Continuous improvement is rooted in the identification of opportunities that streamline process performance and reduce waste. It’s been popularized by programs such as lean, Kaizen and agile manufacturing. For example, Kaizen and Kanban systems can be combined to allow for continuous improvement through visualization of workflow.

Industry 4.0 technologies have the ability to democratize that data and make it actionable to all personnel involved in monitoring and continuously improving processes. It’s allowing users to demand new solutions that deliver access and visibility to critical data and analytics.

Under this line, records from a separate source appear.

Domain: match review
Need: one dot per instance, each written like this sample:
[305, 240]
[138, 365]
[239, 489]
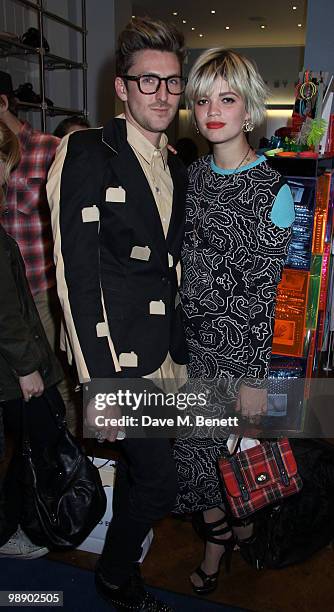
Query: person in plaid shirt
[27, 219]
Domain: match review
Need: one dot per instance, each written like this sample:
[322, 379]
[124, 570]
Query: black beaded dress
[237, 236]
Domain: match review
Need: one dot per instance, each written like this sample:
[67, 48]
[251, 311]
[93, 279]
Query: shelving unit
[302, 304]
[10, 47]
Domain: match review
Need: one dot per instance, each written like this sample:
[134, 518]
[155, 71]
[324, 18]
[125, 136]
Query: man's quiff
[145, 33]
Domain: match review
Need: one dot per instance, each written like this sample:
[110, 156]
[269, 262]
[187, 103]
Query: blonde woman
[27, 368]
[238, 217]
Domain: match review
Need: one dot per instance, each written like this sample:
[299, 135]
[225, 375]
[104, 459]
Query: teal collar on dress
[215, 168]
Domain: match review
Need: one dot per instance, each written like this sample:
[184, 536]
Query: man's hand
[252, 402]
[109, 432]
[32, 385]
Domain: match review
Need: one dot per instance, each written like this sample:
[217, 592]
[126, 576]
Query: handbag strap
[280, 464]
[60, 420]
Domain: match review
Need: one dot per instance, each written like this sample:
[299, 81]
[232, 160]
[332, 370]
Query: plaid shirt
[27, 215]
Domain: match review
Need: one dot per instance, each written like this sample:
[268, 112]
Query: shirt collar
[24, 134]
[144, 147]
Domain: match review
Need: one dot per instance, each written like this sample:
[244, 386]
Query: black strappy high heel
[209, 532]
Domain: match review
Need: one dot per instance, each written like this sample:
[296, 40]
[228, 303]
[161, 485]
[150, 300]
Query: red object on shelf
[291, 303]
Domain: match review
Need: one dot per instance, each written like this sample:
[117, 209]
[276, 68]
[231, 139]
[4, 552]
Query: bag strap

An example: a facility could use self-driving vehicle technology to deliver materials dynamically from a point of origin to a point of destination. As the vehicles move through the facility, they collect data, including number of trips made, throughput, time of each trip, and average delivery times. This data is then available real-time to the user so they can gain immediate visibility into the performance of their facility.

Furthermore, plant operators working for the same company could potentially access data at other plants, across multiple sectors through automated reports to compare data, benchmark results, and make immediate inquiries or changes upon instant insights. In the realm of continuous improvement, that means Industry 4.0 optimizes information and data points into actionable outcomes.

Web-enabled systems also allow manufacturers to enhance their lean efforts. Considering the self-driving vehicle example, wasted motion is eliminated by centrally coordinating the motion of shopfloor vehicles through a “connected” system, so only the materials in use are in motion.

Data analytics and digital trust are foundations of Industry 4.0, and according to PwC that means end-to-end digitization of physical assets and integrating them into digital ecosystems alongside value chain partners delivers the ability to generate, analyze and communicate data logically. Doing so will bring the key attributes of Industry 4.0, and the competitive advantages associated with it, to fruition through digitization and the integration of vertical and horizontal value chains, the digitization of product and service offerings and digital business models.

The lines that once separated the physical and digital manufacturing worlds are becoming increasingly blurred. But leveraging Industry 4.0-powered technology allows manufacturers to enhance traditional lean and continuous improvement principles necessary to navigate the sector’s ongoing digital transformation.

Simon Drexler is the director of industrial products at OTTO Motors, a manufacturer of self-driving vehicle technology for industrial material handling applications. The company is based in Kitchener, Ont.